Em entrevista à Bloomberg Línea, João Adibe, CEO da Cimed, detalhou os planos da farmacêutica brasileira para disputar espaço com gigantes globais do consumo, como Unilever e P&G. A meta é alcançar R$ 10 bilhões em faturamento até 2030, ampliando a presença em categorias que vão de gel dental a suplementos e desodorantes.
A companhia, que nasceu há 49 anos com apenas 12 produtos e hoje soma mais de 600, pretende equilibrar o portfólio entre medicamentos e bens de consumo. Atualmente, 70% da receita vem de remédios, mas Adibe quer chegar a uma divisão de 50/50. Para isso, aposta em lançamentos que atendam diferentes faixas de preço e públicos, como desodorantes em versões aerossol, roll-on e creme.
O executivo reconhece, porém, que o cenário macroeconômico impõe limites. Com a operação já no limite de capacidade, a Selic elevada inviabiliza novos investimentos em fábricas. Além disso, 90% do custo de matéria-prima é dolarizado, o que pressiona margens. A Fitch Ratings recentemente rebaixou a nota da Cimed, citando maior risco de crédito, mas Adibe afirma que o endividamento está equacionado e que os resultados auditados mostram desempenho superior ao de 2025.
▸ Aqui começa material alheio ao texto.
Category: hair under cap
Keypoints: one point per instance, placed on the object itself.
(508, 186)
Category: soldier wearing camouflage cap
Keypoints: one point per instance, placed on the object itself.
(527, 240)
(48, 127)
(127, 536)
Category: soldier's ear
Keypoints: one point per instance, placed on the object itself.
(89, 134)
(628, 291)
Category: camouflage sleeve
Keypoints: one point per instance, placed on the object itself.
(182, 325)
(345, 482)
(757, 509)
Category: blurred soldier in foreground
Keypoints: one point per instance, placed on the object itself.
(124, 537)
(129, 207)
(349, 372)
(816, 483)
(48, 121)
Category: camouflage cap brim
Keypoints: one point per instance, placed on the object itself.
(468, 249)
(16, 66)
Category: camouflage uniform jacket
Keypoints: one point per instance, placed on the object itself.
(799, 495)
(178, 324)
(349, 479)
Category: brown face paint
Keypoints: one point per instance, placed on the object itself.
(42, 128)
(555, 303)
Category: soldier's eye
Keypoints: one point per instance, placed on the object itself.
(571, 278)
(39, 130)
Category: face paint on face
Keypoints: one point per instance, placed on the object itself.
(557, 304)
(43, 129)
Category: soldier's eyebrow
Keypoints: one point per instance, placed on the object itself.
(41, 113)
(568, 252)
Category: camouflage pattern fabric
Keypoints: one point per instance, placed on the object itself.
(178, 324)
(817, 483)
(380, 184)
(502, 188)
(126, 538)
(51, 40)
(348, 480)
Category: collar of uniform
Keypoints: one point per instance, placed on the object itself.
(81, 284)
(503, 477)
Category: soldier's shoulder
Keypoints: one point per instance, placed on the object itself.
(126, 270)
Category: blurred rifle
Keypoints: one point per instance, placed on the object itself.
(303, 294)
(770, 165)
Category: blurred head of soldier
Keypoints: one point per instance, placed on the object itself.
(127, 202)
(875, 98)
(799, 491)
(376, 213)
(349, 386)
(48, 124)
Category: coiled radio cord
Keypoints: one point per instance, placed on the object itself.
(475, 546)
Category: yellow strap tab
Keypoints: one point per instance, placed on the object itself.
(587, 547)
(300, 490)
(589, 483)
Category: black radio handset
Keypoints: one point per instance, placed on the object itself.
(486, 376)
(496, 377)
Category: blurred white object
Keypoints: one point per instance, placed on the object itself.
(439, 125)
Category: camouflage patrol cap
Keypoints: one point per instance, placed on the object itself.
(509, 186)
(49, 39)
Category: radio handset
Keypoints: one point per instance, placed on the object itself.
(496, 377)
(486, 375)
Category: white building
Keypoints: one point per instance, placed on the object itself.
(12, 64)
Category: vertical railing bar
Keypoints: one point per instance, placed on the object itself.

Na frente de distribuição, a empresa opera com 26 centros espalhados pelo país, modelo que, segundo Adibe, garante maior rentabilidade ao varejo. Em marketing, a Cimed reforça a presença em grandes eventos: patrocinou pela terceira vez a Copa do Mundo da Fifa e prepara a campanha “Semanão de ofertas”, com promoções nos dez primeiros dias de cada mês.
O plano de expansão conta ainda com o apoio do Fundo Soberano de Cingapura (GIC), que adquiriu 11% da companhia. Adibe descarta, por ora, abertura de capital ou novas aquisições, mas mantém a estratégia de crescimento orgânico e aposta em inovação para conquistar participação em um setor dominado por multinacionais.
Para o CEO, o desafio é criar hábitos de consumo em um país onde “20 milhões vivem e 180 milhões sobrevivem”. A resposta da Cimed é oferecer produtos acessíveis e diferenciados, capazes de competir com os líderes globais e atender toda a pirâmide social.